Does the marginal political view reflect a particular sensibility which the publishers of this cultural pornography would like to prioritze within black cultural life and political thought above the core issues meaningful to the majority consensus?

Or, is it just so much virtual, commercial Fiddy/Game hokum which just happens to kick us dead in the ass?

Posted by: cnulan at April 5, 2005 10:57 PM

I remember Vibe's complicity in the East-West conflict that took both Tupac and Biggie's lives. This is somewhat similar in that this can be used to bolster Essence's bonifides at a time not that long after it was sold out. I don't like this at all.

But let's not conflate this with C. Delores Tucker's deal, which was nothing more than an attempt to get her own record label that ended up not quite going the way she wanted. This beef started when Spelman women took it ON THEMSELVES to put the fire to Nelly, and Nelly balked.

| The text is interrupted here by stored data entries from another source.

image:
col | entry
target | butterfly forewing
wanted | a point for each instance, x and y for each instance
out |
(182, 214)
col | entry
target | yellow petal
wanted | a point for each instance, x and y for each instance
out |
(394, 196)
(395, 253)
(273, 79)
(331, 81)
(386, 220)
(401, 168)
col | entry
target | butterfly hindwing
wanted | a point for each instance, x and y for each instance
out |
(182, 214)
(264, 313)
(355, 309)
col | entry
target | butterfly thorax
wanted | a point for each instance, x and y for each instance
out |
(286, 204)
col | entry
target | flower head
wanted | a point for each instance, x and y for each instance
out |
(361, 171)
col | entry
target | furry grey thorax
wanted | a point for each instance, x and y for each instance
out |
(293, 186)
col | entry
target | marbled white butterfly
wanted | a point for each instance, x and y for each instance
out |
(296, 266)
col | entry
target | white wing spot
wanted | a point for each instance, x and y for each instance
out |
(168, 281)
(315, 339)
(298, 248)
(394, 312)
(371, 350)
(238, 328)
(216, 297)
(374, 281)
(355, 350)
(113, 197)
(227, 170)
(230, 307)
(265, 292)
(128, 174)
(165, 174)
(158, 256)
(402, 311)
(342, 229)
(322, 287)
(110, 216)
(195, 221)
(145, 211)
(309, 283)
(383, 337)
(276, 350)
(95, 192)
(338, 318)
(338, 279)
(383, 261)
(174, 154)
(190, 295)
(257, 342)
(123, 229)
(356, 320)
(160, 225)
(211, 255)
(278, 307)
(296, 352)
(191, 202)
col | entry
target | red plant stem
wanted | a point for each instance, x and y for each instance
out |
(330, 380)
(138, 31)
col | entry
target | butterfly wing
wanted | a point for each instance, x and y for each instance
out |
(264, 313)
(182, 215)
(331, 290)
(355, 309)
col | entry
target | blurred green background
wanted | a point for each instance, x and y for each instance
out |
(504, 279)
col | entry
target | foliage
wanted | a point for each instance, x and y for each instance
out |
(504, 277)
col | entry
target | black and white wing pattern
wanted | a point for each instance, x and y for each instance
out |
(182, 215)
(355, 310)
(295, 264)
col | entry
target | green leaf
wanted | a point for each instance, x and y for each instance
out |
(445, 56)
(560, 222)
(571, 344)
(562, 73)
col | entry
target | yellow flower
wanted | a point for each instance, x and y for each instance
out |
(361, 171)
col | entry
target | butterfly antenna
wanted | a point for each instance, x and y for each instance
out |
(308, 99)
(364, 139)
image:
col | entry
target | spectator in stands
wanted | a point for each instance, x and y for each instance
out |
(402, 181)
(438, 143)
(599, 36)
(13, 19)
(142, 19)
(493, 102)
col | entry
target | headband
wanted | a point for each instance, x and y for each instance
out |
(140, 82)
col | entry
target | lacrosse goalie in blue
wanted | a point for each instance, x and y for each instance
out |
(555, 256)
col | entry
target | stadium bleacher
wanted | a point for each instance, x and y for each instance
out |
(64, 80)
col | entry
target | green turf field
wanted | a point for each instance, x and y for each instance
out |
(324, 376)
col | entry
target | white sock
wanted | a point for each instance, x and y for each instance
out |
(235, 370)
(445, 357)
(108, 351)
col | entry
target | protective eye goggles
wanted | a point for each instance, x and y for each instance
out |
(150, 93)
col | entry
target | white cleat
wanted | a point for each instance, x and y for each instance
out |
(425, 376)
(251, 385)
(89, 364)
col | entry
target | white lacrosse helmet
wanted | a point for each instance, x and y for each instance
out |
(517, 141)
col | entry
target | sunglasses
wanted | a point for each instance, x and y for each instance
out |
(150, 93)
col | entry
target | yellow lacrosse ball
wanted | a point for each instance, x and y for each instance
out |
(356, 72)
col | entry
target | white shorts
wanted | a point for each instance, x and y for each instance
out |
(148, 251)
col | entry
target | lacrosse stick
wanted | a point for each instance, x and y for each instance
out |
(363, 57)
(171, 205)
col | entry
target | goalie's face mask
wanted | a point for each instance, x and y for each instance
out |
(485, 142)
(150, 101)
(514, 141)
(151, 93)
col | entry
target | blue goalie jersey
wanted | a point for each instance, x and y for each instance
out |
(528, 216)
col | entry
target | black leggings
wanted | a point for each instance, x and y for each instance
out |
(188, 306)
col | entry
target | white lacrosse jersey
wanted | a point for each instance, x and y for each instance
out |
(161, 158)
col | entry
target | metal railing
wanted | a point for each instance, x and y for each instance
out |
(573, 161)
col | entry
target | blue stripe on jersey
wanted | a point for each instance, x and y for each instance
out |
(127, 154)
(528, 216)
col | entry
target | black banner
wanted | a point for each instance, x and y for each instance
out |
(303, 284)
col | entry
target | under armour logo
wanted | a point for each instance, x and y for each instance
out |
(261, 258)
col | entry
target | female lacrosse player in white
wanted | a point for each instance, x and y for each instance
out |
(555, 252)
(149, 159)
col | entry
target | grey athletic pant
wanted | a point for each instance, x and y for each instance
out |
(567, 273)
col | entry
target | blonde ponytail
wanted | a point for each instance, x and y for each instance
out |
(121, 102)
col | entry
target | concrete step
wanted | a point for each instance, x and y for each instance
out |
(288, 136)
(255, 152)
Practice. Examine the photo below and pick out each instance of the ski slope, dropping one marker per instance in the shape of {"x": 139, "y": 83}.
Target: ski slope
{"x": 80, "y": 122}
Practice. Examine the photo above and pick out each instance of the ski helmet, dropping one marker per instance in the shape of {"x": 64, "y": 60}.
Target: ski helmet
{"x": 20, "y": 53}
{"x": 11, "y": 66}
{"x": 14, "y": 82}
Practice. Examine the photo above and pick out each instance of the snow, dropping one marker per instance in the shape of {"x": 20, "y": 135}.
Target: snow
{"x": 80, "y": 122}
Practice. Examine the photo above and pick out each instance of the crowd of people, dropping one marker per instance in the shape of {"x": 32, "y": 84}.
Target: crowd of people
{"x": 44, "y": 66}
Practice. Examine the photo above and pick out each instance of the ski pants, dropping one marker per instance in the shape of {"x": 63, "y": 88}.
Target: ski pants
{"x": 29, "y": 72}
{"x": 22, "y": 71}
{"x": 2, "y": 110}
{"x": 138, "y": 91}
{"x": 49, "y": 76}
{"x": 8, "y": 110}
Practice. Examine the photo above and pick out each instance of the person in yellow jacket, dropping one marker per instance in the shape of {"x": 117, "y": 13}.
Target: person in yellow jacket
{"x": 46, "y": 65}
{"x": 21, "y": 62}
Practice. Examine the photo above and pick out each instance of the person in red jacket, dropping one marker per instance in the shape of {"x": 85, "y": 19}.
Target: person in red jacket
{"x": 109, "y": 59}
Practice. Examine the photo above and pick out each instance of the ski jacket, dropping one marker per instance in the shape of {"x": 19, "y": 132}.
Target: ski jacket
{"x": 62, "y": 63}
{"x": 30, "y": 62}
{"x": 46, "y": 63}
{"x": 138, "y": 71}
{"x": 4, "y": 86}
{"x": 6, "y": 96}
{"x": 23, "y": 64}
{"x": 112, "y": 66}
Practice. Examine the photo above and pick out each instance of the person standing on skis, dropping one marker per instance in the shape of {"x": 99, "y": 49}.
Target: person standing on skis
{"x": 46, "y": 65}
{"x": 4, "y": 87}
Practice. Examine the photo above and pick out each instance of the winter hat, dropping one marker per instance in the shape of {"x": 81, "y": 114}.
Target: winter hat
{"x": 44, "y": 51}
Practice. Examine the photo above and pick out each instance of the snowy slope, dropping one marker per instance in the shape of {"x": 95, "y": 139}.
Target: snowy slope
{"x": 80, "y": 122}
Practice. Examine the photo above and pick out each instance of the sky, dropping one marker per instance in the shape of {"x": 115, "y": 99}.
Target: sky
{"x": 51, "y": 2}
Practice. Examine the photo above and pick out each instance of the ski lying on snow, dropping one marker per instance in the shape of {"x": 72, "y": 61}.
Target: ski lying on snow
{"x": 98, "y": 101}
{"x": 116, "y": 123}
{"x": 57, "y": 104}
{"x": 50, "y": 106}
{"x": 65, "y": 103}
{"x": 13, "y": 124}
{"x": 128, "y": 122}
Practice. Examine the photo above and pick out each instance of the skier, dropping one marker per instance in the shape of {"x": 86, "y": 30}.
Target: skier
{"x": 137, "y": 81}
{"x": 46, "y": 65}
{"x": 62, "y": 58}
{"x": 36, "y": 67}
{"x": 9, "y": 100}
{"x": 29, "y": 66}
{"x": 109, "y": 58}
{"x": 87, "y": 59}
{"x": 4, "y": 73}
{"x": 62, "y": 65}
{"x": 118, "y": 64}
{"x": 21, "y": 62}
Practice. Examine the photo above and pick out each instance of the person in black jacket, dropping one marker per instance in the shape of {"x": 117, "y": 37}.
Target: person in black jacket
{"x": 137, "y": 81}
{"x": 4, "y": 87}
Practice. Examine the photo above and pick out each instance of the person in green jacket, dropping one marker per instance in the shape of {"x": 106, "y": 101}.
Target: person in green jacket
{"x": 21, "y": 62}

Given the new political context in which people are simultaneously powerful enough to use media to send messages out to millions of people with a keystroke, yet politically neutered to the point where they feel they have to call in "leaders" to mediate political disputes, what happened with Essence is unfortunate but part and parcel of newjack mediated politics.

Somebody is affronted because of their race. They hold a media event. The antagonist responds unfavorably. Somebody calls a black leader. Leader rails against antagonist. Cuts a deal with antagonist. Says all is well. Rinse and repeat.